We as authors can withdraw our content at any time, for any reason. Valve put one condition on that though. Anyone who has already paid for a copy will get to keep that copy. The listing will remain visible to all paying customers as well as to the author, Valve, and Bethesda. We knew this throughout the entire pre-launch discussion. This is literally no different from buying a full game from Steam and later having a publisher withdraw it from the Steam Store. This happened with Realms of Arkania and I never lost access to the game I paid for when it did. The same goes for mods on the paid Workshop. Chesko knew this going in and agreed to those conditions. Valve's lawyers were entirely in the right to tell him that they're under no obligation to remove the content unless legally compelled to do so. Which means if Chesko wants it completely removed, he'll have to sue Valve, win, and then have the court order enforced. That's not gonna happen.

As far as the rest of his situation, he brought most of it on himself when he decided it would be useful to begin lighting bridges on fire. Any damage to his reputation is solely his responsibility for how he's handled things.

He DID NOT deserve the death threats directed toward him or his family though. Anyone who did that should get a visit from the cops and set straight about just how serious that is. Nevermind the toxicity it brings to the community.
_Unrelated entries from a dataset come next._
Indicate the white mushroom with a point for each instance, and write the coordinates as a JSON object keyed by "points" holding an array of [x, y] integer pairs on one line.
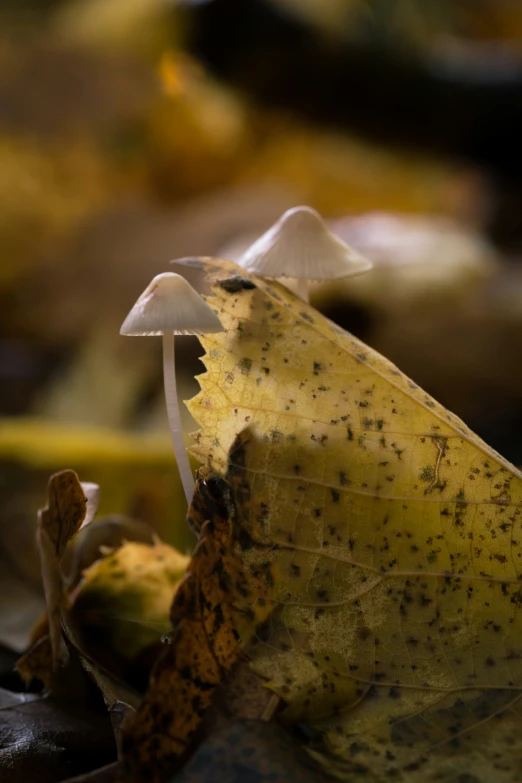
{"points": [[299, 245], [169, 306]]}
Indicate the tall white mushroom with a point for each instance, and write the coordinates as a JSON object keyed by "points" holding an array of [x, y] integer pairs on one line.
{"points": [[169, 306], [300, 246]]}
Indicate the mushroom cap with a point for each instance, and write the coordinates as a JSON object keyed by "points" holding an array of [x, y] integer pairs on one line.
{"points": [[299, 245], [169, 304]]}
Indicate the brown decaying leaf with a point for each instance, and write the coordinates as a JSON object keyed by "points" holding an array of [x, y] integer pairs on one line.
{"points": [[57, 523], [203, 648], [43, 741]]}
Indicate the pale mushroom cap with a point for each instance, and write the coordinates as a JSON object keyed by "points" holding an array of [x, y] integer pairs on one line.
{"points": [[300, 245], [170, 305]]}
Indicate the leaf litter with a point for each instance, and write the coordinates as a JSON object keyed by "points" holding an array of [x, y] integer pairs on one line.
{"points": [[359, 547], [384, 535]]}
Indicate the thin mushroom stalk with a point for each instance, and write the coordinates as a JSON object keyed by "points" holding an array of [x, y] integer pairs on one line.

That said, I'm also not convinced that Fore had the legal standing to bar the dependency on FNIS to get the fishing animation into the game. The Valve team even told him as much after consulting their legal people. They're far more likely to know what they're talking about than random internet posters. The animation file itself was NOT STOLEN, despite the gaming media and the community claiming otherwise. Chesko had someone develop that specifically for Art of the Catch.
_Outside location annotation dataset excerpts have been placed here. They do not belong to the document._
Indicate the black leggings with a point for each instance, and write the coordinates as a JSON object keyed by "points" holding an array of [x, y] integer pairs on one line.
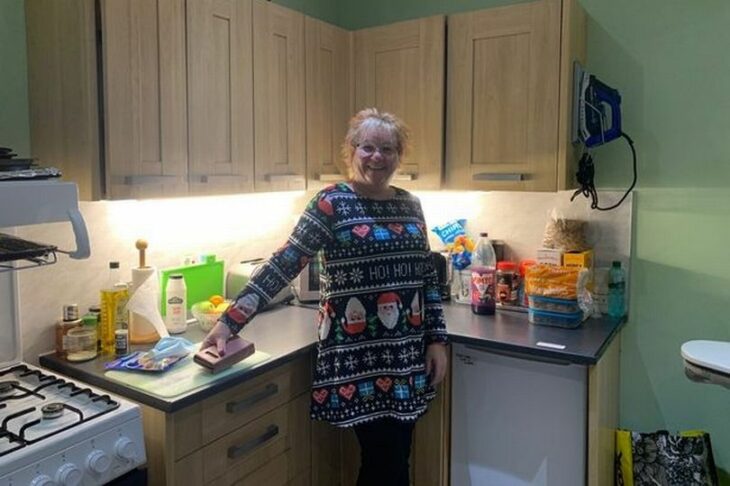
{"points": [[385, 446]]}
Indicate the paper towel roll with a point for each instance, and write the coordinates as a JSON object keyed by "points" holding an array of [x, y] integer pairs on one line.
{"points": [[145, 322]]}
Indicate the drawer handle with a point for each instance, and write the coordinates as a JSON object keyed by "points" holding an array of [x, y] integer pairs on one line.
{"points": [[234, 452], [241, 405], [497, 176]]}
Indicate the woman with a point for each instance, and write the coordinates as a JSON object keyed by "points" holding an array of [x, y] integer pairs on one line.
{"points": [[382, 333]]}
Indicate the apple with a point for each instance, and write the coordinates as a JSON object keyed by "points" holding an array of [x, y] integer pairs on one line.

Oh yeah, well guess what? The EULA says this is illegal and I'm gonna tell on you! Also Bethesda owns all mods.
Ignoring for one moment that Valve and Bethesda are very clearly aware of this whole thing...

No. Bethesda does not own all mods. Read the EULA more carefully. Not gonna bother quoting it directly as this debate has been done to death now for years and years, but the gist of it is that Bethesda licenses the right to use your content. They cannot appropriate actual ownership of your copyright without you signing a very specific form the government has for that purpose.
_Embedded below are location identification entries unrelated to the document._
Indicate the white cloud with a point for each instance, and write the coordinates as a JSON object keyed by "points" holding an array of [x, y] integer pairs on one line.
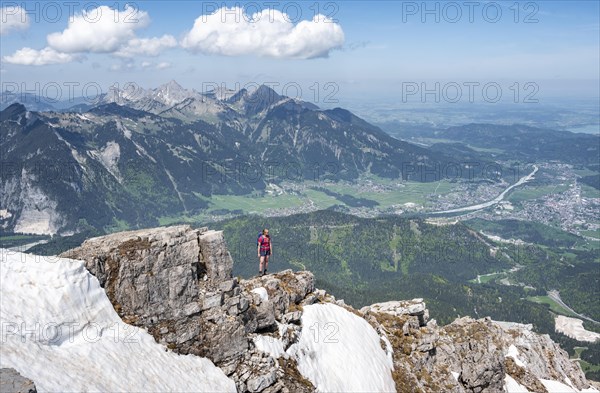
{"points": [[13, 18], [268, 33], [163, 65], [123, 66], [101, 30], [28, 56], [147, 46]]}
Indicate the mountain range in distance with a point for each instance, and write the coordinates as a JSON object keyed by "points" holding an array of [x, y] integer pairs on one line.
{"points": [[165, 151], [135, 156]]}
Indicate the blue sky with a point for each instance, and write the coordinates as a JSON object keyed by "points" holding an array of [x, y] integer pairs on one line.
{"points": [[377, 47]]}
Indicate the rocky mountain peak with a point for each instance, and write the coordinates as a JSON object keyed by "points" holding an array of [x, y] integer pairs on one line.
{"points": [[177, 283]]}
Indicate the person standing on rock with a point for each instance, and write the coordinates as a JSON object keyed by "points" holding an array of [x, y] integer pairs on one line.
{"points": [[264, 250]]}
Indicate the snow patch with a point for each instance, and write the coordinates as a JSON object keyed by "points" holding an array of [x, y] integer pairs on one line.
{"points": [[109, 157], [513, 352], [340, 352], [61, 331], [573, 327]]}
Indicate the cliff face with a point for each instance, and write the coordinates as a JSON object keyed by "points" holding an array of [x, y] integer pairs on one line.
{"points": [[176, 282]]}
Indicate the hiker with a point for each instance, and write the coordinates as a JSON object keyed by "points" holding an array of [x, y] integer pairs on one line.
{"points": [[264, 250]]}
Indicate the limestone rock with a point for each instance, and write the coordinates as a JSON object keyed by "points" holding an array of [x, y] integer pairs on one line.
{"points": [[13, 382]]}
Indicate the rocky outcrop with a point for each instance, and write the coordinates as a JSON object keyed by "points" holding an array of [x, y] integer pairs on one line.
{"points": [[177, 283], [13, 382]]}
Mods are derivative works of the game, which is why they can dictate the terms they do. They were nice enough to let us retain ownership of our works, be they free or otherwise.

Donations are a superior way to handle this. Use those instead.
It's a noble sentiment to be sure. A lot of people have put forth donations as a way to combat what they see as the coming scourge. There's only one problem. Nobody donates. It could very well be that's because, until Friday, the donation buttons on Nexus may as well have been invisible. Thing is, everyone knew they existed and knew where to find them. I don't know for sure how long the system has existed, but I can count the number of donations I've received on one hand [1]. Nexus isn't the only place I've left donation links either. So that can't be the only reason.

[1] Over the last 2 days, incoming donations have exploded. I very much appreciate every last one of them, but I'm going to wait and see if this is a temporary trend or a long term thing before commenting further on this.